Donnelly further stated that he did not understand why the mayor would be against proper planning, succession planning, looking at the staff of the village and ways to increase productivity.

“When we go through the budget process, we talk every year about how to best utilize the 300 people or so that are in the employ of the village. I think we struggle very hard trying to put together a budget and this committee process was an attempt at something we’ve should’ve been doing for years and years and years, which is proper planning” Donnelly said.

He went on to say, “Not only do I agree with Trustee Daughney, I take exception to where you think that people in the East that said they want to get rid of any staff. That’s never been said in my presence by anyone on the EPOA and or that I know in the East. So I think your characterization is somewhat slanderous and I don’t understand your position at all,” Donnelly said.

Brudie responded to Donnelly by saying the comments were not slanderous. He additionally explained that mayor Rothschild appointed the committee right before leaving office. “That was extremely odd to me that with only a couple of weeks left, he would do this because he knew I was coming up or because someone told him ‘Let us control the committee.’ In any event, the committee that you had first proposed was usurping the powers of the mayor,” Brudie said.
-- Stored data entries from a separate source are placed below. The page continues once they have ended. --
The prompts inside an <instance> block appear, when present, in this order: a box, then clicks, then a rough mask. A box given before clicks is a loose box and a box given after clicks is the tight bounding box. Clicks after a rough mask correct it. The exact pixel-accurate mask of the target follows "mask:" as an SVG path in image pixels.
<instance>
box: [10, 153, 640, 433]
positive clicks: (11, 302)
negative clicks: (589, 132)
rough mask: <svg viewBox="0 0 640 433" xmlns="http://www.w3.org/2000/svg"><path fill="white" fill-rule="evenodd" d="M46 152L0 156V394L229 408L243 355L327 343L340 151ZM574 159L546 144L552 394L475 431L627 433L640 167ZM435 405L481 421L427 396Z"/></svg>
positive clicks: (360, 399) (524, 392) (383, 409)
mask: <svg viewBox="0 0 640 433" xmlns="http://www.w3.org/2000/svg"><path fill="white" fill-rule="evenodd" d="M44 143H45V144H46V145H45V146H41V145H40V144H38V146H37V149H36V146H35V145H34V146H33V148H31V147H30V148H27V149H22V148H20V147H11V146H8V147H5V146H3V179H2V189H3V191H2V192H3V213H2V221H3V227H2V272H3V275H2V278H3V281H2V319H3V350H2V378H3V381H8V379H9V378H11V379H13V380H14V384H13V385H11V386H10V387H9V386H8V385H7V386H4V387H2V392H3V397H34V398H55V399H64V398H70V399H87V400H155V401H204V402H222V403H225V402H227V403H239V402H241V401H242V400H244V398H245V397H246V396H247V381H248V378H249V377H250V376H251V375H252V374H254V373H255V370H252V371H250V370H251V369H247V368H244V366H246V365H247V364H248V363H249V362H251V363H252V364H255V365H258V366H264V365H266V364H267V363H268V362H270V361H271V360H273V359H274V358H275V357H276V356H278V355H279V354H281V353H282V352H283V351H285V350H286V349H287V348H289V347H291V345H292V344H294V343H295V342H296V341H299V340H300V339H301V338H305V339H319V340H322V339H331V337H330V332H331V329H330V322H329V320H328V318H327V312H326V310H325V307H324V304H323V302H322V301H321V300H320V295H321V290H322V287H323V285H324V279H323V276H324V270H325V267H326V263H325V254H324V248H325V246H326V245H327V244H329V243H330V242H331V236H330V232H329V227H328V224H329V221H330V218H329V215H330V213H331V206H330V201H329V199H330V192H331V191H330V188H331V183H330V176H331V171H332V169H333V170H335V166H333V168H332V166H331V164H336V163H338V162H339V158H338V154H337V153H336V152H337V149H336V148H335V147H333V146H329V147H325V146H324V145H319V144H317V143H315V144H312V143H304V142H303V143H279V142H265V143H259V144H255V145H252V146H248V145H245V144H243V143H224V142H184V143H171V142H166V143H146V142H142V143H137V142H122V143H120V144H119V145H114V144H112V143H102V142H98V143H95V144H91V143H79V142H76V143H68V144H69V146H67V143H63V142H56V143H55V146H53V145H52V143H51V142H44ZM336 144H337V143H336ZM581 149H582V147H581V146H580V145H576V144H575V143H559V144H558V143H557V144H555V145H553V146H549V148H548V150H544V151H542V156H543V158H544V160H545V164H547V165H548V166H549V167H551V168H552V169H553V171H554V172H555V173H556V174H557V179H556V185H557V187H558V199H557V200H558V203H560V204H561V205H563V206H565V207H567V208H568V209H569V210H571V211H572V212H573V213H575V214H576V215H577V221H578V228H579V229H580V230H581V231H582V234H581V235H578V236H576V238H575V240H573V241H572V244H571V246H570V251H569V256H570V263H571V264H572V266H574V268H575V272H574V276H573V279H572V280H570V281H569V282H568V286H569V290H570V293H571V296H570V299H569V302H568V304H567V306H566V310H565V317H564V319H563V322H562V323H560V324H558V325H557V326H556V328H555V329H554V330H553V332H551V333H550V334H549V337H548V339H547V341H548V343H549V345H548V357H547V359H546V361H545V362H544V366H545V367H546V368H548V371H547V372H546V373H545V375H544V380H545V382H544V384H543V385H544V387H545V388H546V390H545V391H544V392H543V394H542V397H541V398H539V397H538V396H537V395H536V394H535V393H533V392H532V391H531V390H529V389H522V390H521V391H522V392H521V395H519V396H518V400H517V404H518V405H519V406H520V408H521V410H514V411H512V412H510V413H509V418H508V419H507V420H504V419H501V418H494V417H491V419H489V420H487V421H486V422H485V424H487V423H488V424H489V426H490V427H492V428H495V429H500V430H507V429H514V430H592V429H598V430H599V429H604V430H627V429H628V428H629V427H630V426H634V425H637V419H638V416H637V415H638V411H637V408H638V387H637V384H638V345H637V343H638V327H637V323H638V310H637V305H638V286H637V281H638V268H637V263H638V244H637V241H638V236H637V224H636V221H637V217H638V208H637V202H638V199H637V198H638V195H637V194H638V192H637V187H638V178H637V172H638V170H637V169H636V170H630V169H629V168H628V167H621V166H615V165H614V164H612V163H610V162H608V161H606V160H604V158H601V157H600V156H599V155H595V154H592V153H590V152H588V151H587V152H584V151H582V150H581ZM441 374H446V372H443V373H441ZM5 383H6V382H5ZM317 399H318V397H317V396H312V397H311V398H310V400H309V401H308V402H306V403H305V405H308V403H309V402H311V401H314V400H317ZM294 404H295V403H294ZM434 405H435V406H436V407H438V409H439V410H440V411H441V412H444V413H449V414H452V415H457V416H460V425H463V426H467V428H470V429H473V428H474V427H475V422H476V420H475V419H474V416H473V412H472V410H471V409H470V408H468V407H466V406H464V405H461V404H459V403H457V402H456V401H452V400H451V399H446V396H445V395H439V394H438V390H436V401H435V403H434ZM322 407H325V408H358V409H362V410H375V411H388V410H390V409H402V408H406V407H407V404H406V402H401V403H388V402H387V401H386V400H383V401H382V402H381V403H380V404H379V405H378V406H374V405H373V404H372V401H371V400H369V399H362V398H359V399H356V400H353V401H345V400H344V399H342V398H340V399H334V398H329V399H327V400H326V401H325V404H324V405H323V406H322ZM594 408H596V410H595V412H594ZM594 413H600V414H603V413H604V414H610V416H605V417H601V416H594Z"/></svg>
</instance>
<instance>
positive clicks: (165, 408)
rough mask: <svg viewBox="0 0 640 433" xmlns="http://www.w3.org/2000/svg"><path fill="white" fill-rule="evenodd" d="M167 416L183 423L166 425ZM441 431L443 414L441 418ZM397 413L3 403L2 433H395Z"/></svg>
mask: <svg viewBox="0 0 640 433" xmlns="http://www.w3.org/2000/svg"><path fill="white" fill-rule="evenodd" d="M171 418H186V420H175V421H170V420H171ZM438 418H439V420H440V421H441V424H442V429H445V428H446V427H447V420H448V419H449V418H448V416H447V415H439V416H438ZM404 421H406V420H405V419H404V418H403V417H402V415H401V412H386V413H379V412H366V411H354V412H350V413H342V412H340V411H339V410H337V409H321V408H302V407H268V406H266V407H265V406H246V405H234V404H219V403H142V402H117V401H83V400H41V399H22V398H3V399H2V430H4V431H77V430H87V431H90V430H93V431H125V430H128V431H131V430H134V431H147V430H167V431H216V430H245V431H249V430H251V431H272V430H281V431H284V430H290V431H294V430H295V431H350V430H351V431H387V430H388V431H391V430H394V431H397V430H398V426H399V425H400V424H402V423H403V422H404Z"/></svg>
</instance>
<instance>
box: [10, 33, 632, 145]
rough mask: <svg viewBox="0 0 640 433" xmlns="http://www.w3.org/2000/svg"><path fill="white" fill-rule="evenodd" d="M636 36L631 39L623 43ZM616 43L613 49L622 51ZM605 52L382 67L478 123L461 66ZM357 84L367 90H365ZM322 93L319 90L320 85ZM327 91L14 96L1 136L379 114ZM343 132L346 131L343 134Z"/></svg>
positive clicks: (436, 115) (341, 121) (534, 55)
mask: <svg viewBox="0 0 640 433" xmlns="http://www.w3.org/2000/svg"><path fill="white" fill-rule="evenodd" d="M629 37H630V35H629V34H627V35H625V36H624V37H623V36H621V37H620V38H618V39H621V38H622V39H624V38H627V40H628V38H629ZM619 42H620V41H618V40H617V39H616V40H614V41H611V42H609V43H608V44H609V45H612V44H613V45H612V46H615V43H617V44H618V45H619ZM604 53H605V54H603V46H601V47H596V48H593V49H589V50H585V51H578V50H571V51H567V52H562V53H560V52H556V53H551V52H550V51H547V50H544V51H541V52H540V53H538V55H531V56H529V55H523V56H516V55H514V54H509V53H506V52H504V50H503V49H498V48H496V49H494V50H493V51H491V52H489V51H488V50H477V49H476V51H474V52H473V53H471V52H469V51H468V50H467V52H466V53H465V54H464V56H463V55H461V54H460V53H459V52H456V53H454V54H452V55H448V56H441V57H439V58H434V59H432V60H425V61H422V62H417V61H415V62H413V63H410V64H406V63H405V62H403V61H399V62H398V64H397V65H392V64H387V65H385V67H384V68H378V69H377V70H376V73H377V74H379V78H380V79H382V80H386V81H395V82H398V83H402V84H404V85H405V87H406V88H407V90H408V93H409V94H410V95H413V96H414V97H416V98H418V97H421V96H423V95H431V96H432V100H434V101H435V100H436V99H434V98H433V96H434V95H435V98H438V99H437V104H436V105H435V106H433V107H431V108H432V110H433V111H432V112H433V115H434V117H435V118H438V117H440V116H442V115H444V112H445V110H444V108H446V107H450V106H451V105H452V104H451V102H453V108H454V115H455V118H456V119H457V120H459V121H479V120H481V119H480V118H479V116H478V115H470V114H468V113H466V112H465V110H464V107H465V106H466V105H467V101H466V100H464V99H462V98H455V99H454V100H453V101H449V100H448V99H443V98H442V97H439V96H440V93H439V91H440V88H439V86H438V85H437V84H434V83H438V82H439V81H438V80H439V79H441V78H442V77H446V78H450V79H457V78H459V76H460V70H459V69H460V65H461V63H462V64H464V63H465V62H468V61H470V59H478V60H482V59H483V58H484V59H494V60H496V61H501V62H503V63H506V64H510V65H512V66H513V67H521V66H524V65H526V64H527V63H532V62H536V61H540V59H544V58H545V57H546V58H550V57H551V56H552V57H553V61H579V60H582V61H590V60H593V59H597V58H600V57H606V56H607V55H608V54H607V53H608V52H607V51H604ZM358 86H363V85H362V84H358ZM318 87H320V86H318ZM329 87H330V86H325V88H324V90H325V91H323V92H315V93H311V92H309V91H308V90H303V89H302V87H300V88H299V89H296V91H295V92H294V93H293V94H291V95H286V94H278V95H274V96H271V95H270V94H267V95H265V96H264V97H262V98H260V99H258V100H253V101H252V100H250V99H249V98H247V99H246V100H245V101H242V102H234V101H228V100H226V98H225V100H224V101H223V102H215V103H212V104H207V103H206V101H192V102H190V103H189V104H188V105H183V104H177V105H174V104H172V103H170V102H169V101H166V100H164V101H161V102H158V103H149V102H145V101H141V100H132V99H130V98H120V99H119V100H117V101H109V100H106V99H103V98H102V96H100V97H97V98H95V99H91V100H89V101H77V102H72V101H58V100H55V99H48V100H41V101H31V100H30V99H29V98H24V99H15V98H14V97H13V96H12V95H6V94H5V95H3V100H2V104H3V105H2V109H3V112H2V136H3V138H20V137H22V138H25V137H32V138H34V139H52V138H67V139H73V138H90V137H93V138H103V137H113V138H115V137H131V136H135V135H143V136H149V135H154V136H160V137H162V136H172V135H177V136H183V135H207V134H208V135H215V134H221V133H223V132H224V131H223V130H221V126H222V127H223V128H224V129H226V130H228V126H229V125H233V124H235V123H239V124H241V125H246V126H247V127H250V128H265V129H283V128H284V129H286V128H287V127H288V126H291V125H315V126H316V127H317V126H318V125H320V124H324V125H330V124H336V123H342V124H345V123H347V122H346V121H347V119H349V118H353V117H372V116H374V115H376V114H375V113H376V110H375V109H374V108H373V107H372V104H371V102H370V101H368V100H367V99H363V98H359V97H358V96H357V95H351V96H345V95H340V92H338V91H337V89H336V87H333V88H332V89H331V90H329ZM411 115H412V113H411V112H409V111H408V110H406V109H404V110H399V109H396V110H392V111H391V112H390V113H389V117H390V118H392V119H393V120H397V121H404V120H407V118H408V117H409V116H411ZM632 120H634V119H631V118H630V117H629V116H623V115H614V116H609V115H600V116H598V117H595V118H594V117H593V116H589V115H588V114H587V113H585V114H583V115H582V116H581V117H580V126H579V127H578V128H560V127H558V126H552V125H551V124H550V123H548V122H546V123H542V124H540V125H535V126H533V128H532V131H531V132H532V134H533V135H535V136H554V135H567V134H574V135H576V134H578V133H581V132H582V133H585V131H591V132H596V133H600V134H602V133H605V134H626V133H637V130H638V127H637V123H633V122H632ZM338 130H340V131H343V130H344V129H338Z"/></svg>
Trustee Cavanaugh summated that the committee will work as hard as it can in conjunction with directions from both board members and the mayor.

During a period of citizens’ comments, Kathleen Auro, Estates POA vice president and acting president, expressed her disapproval regarding the mayor’s accusations. “There is no conspiracy as far as I am concerned and perhaps…you should check your sources,” Auro said.

“I know what I see in certain meetings when we’re all together,” the mayor said.

John Wilton, the chairman of the Garden City Merchant, Professional & Retailers Group, who has called himself the ‘village psychiatrist’ at past meetings, reacted to the mayor’s remarks. “I’m thunderstruck. Let me just rewind. Is this the same board four weeks ago that we were worried about a political action committee kneecapping us? I think it is the same board,” he said.

Wilton also expressed concern that these types of discussions may be feeding fodder to a new political action committee that wants to attack the Community Agreement two years in the future. “I don’t think that’s the route we should go as a village. I think we should protect the Community Agreement,” he said.

Walter McKenna, Eastern Property Owners Association (EPOA) president, stood at the podium to clarify the facts. “I take objection to the statement you made at the beginning of this little session that you started,” he said to Mayor Brudie.

“There is nobody in the EPOA or have we discussed at a meeting replacing or sentiment to replace anybody in village administration. We, the EPOA, the WPOA, the CPOA and the Estates at JCC (The Joint Conference Committee of the four property owners’ associations) meetings certainly discussed the need for a succession plan in this village. There is nothing wrong with that and I don’t think any corporation in the United States wouldn’t have that. To sit there and think just because we have village discussions people are interpreting as us looking to replace people,” McKenna argued.

McKenna said, “It was very interesting that something we discussed at JCC meetings, POA meetings, the CBRAC discussed it, is something that was presented. The trustees, as part of what they do: represent us, took that forth and former mayor Rothschild presented that. I find it very interesting that in the sense of keeping things going you didn’t reappoint at your first meeting. Now after unloading this on us, you conveniently have appointed a committee. I think that’s disingenuous to us.”

 “There is no one on any of the POAs, and all four of the POAs sat in JCC meetings, and discussed just that. It’s quite possible you don’t know what your own POA is discussing,” McKenna added.

“It has nothing to do with my POA,” Brudie said. “I’m talking about members sitting right here tonight ... I’m not making this up. And if they have the nerve to say it in the back room they should have the nerve to say it out here and own what they said. Don’t put it on me as if I’m fabricating this because I’m not fabricating this,” Brudie said.